We'll save the raw data in the `originaldataset::DataFrame` variable:

In [5]:
originaldataset = MyKaggleCustomerSpendingDataset()

Row,id,gender,age,income,spendingscore
Unnamed: 0_level_1,Int64,String7,Int64,Int64,Int64
1,1,Male,19,15,39
2,2,Male,21,15,81
3,3,Female,20,16,6
4,4,Female,23,16,77
5,5,Female,31,17,40
6,6,Female,22,17,76
7,7,Female,35,18,6
8,8,Female,23,18,94
9,9,Male,64,19,3
10,10,Female,30,19,72


__Fields and records__: Let's check the number of records we have and the number and type of the fields in each record in the `originaldataset::DataFrame`. 
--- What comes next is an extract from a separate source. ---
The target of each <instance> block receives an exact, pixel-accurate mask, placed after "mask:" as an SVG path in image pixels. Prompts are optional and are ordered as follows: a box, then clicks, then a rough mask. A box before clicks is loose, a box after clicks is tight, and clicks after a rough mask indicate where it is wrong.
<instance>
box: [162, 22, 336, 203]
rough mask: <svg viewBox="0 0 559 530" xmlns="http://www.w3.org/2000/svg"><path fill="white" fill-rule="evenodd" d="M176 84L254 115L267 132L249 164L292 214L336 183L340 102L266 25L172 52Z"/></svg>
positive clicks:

_Records_: Each row in the dataset holds a record, so we'll compute the number of records by computing the number of rows [using the `nrow(...)` method exported by `DataFrames.jl`](https://dataframes.juliadata.org/stable/lib/functions/#DataAPI.nrow). We'll call [the `nrow(...)` method](https://dataframes.juliadata.org/stable/lib/functions/#DataAPI.nrow) and pass the output of that command to [the Julia `println(...)` method](https://docs.julialang.org/en/v1/base/io-network/#Base.println) using [the `|>` pipe operator](https://docs.julialang.org/en/v1/manual/functions/#Function-composition-and-piping).

In [41]:
nrow(originaldataset) |> n-> println("Number of records: $(n)")

Number of records: 200


_Fields_: We can compute the number of fields on each record using [the `ncol(...)` method exported by the `DataFrames.jl` package](https://dataframes.juliadata.org/stable/lib/functions/#DataAPI.ncol). However, [the `ncol(...)` method](https://dataframes.juliadata.org/stable/lib/functions/#DataAPI.ncol) only returns the number of fields, not the fieldname or the type of data contained in the field.

In [59]:
ncol(originaldataset) |> n-> println("Number of fields: $(n)")

Number of fields: 5


To do a deeper dive 

In [69]:
names(originaldataset)

5-element Vector{String}:
 "id"
 "gender"
 "age"
 "income"
 "spendingscore"

__Hmmm__. We have [categorical fields](https://en.wikipedia.org/wiki/Categorical_variable). Let's remap the `gender::String7` categorical feature, which is a string, to a number, i.e., let `Male = -1` and `Female = 1.` It's much easier to use numbers than categorical data when looking at (and analyzing) this data later. We'll store the revised dataset in [the `dataset::DataFrame` variable](https://github.com/JuliaData/DataFrames.jl).
* __Note__: the original dataset did not include example shoppers who identified as non-binary. Hence, we transformed the original `gender::String7` field to ${-1,1}$. However, if non-binary shoppers were to enter the dataset, we could map them to a different number, e.g., `0`.

In [10]:
dataset = let
    treated_dataset = copy(originaldataset);
    transform!(treated_dataset, :gender => ByRow( x-> (x=="Male" ? -1 : 1)) => :gender); # maps gender to -1,1
    treated_dataset 
end;